The tour commenced without incident. Batman showed his disciple the ropes, city landmarks, famous battle locations, and finally, how to use the batgadgets. Then, without a second thought, and a few buttons of the wrist, the Batwing appeared, taking the genuine hero to his important "mission" and leaving Hannibal stranded on a rooftop. 

He used the grappler thing to try to put himself in a position to overlook the city. Hannibal was still learning though, and mistakenly crashed through the window of an apartment building. 

"Would you like some tea?" An awkward voice followed the sounds of glass breaking. It was the Mad Hatters apartment, complete with the long table and random people with bunny masks. "N-no thank you." Hannibal stuttered, making his way back out of the window in his batsuit.

After a few days, the gadgets became easier to use, and Hannibal was on the top of the city, just as his mentor was so many times before. These days were filled with boredom though, so then the doors of the toy building burst open, Hannibal quickly 'flew' to investigate.

The sound of the doors could be heard throughout Arkham, drawing the guards' attention as well. When Hannibal arrived, they were being pummeled by Bane. It looked like he had finally gotten himself free from Batmans little trap, and was none too pleased. Bane was in a rage, swatting the guards away like annoying little flies.

"Finally..." Hannibal thought to himself. "A chance to prove myself." He swooped down from his perch and readied one of those fancy glide kicks. Bane saw the imposter coming though. "You aren't the Bat I wish to kill!" Bane immediately noticed the fake (probably due to the lack of muscle mass). 

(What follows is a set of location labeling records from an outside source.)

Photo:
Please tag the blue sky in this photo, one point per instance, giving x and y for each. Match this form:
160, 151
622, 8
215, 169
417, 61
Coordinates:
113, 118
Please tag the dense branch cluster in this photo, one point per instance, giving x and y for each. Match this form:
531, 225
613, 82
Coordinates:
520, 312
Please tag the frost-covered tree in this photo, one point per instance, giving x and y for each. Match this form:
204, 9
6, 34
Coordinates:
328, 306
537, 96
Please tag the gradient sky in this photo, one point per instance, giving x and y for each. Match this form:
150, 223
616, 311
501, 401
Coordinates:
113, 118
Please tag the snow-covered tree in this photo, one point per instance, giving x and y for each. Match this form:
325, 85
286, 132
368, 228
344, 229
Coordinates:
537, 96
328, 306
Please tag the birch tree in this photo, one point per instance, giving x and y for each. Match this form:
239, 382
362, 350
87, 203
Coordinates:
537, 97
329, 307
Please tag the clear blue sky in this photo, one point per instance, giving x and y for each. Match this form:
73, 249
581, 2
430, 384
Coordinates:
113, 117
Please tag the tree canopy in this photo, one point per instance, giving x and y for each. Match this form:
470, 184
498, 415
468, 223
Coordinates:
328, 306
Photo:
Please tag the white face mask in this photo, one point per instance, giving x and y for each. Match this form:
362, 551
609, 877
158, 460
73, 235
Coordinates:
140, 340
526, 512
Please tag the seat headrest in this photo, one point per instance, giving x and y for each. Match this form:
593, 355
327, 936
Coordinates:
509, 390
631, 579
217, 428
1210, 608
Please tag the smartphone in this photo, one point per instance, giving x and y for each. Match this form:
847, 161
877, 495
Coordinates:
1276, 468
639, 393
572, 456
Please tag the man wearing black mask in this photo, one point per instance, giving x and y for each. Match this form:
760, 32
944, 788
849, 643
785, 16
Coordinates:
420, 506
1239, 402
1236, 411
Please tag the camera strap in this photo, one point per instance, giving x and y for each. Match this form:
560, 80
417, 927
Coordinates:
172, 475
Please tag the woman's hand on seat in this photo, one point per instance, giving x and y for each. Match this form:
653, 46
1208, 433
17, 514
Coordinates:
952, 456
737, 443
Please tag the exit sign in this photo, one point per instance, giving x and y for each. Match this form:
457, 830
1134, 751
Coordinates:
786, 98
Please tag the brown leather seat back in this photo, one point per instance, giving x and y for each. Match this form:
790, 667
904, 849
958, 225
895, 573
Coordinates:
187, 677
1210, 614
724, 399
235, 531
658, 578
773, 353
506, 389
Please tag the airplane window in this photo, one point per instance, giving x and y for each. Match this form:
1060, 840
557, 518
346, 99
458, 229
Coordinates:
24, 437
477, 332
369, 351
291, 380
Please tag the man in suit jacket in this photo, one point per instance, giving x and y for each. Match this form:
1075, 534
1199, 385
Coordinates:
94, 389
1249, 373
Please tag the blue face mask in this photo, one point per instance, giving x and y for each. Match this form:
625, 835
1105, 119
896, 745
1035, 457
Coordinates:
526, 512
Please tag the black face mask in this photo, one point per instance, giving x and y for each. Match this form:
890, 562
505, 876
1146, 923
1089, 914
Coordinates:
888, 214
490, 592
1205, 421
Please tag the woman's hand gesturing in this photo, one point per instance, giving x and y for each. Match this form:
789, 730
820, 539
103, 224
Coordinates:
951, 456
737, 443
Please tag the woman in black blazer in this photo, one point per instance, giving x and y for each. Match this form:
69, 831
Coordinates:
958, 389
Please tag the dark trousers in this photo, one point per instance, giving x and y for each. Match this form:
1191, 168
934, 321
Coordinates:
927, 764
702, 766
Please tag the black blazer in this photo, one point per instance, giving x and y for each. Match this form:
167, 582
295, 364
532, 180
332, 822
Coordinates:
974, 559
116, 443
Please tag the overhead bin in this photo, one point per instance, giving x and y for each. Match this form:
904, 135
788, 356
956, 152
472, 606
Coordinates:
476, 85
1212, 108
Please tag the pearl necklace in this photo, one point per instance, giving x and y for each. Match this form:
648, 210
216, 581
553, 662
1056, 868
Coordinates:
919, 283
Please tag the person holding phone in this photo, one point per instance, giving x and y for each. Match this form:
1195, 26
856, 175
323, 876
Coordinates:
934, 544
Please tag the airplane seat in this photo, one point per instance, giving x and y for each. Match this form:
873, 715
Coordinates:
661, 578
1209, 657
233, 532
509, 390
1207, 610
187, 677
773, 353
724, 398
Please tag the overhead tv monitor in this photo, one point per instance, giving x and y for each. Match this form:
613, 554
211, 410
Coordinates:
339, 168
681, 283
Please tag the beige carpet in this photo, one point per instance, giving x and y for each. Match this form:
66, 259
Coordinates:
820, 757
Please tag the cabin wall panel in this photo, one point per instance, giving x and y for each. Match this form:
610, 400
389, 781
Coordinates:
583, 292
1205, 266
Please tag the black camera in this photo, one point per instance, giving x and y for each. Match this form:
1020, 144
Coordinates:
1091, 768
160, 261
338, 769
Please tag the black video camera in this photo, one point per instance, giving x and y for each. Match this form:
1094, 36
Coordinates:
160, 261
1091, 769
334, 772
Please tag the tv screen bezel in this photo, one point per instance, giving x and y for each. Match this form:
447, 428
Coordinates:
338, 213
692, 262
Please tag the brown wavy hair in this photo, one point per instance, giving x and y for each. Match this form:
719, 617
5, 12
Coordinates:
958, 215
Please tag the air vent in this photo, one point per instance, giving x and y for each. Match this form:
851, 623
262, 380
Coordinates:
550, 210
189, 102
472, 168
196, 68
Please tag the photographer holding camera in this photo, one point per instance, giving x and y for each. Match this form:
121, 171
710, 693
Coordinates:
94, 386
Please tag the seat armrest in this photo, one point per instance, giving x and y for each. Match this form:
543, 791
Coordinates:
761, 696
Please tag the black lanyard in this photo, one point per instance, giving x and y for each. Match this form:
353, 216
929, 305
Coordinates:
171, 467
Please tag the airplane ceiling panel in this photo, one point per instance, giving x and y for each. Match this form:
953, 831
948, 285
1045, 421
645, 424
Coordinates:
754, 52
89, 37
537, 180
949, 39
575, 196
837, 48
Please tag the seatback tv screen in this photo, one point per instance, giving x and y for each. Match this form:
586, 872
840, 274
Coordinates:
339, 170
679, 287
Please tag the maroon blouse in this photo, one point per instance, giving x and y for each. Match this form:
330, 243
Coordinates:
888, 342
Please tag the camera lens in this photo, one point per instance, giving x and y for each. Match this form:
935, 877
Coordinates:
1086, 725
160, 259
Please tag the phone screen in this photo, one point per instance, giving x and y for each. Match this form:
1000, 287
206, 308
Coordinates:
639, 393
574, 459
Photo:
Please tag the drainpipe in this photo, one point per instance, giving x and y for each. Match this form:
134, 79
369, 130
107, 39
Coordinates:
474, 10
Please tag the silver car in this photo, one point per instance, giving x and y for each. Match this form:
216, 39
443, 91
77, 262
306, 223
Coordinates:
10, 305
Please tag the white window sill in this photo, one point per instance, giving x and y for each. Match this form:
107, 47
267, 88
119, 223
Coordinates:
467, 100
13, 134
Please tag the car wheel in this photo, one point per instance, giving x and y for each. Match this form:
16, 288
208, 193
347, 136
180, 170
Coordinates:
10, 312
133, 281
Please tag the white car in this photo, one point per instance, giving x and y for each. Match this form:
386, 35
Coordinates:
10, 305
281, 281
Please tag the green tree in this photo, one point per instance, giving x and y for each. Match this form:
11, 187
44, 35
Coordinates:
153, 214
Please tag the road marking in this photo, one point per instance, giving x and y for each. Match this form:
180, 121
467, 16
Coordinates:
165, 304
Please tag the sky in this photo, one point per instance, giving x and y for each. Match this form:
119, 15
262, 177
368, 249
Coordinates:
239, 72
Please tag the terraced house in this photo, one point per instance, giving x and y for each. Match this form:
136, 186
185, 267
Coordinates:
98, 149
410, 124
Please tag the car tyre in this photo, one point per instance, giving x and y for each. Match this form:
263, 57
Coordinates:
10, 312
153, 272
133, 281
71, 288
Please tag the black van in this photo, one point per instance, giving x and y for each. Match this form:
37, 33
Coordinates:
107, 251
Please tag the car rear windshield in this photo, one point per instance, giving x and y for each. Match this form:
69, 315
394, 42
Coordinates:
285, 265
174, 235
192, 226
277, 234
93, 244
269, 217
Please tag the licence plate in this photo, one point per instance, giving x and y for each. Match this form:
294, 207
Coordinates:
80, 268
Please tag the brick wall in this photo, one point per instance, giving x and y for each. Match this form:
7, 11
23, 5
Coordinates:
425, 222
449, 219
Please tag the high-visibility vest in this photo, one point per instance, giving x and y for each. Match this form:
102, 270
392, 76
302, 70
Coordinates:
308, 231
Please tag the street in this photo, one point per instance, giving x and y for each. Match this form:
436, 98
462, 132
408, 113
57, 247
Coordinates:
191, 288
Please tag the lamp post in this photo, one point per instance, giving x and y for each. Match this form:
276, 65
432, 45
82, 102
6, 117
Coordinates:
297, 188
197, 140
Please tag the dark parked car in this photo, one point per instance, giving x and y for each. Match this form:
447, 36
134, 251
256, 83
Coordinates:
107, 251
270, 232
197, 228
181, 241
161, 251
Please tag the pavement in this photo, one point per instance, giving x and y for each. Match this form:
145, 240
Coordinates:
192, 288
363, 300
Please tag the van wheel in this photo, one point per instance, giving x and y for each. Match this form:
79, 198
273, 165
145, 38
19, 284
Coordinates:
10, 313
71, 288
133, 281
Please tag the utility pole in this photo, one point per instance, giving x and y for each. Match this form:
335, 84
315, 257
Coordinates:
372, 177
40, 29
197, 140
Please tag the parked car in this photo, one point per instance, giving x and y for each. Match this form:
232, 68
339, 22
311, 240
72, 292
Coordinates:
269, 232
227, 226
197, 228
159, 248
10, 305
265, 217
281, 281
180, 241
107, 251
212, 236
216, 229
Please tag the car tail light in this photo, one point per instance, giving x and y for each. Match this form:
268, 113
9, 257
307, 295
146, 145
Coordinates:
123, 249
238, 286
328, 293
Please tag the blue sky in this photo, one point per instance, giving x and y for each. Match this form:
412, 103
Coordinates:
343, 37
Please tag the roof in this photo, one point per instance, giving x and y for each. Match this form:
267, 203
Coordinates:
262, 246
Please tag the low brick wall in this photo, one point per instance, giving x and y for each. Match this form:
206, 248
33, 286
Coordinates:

Hannibal was swatted aside just as Arkhams no-name guards before him. He was sent hurtling through the air and into the wall of the GCPD building, straight through, with no Explosive Gel required.

Bane continued to demolish guard after guard while Hannibal struggled to regain himself. And he did so, pulling himself to his feet just in time to see Bane finish off the last guard. The monster turned towards the Arkham entrance with the obvious intention of breaking his way through.

For all that was good and right and all of that gibberish, Hannibal had to stop him. With the quickest of reflexes, Hannibal threw a trusty Batarang. He got extremely lucky, as it spun through the hoses that fed Bane his venom. 

The monster slumped over and groaned in anger. Within seconds Bane was literally a fraction of his former self. The venom was plastered on the ground, causing a sigh of relief to escape Hannibal. 

With Hannibal's guard let down, something rather not good occured. A tiny spider happened to walk across the ground where the venom had settled. Almost as fast as Bane shrunk, the black widow spider grew. Nearly instantly, the fake Batman stood in horror before a towering arachnid. 

Now, what Bruce Wayne didn't know when he handed over the reigns was that Hannibal was deathly afraid of spiders. Why? When he was a child, he dreamed of being impaled by a giant spider through his head, and flicked away like old chewing gum. How could he possibly handle a giant reincarnation of his worst fear?

He couldn't. He stood there motionless while the eight-legged fiend stalked its prey. Just when all hope seemed lost, the spider roared in pain. One of its legs was gashed and spewing green venom. Hannibal snapped out of his trance to notice a Batclaw pertruding from the injured leg. The connecting wire became taut and the spider fell to the ground.

"It's alright. You are free of duty." A deep brooding voice said from behind Hannibal. Batman had returned and was making his way to the downed creepy crawly. "Leave." The ungrateful hero monotoned. The Batwing appeared overhead, prompting another monotone "Now" from the caped crusader.

Hannibal did as he was told and boarded the jet. The hatched closed late enough for him to see his hero disposing of the monumental mistake he had caused.

Thus ended a young mans adventure as his hero. 


-Sorry buddy. Let's go get ice cream after this.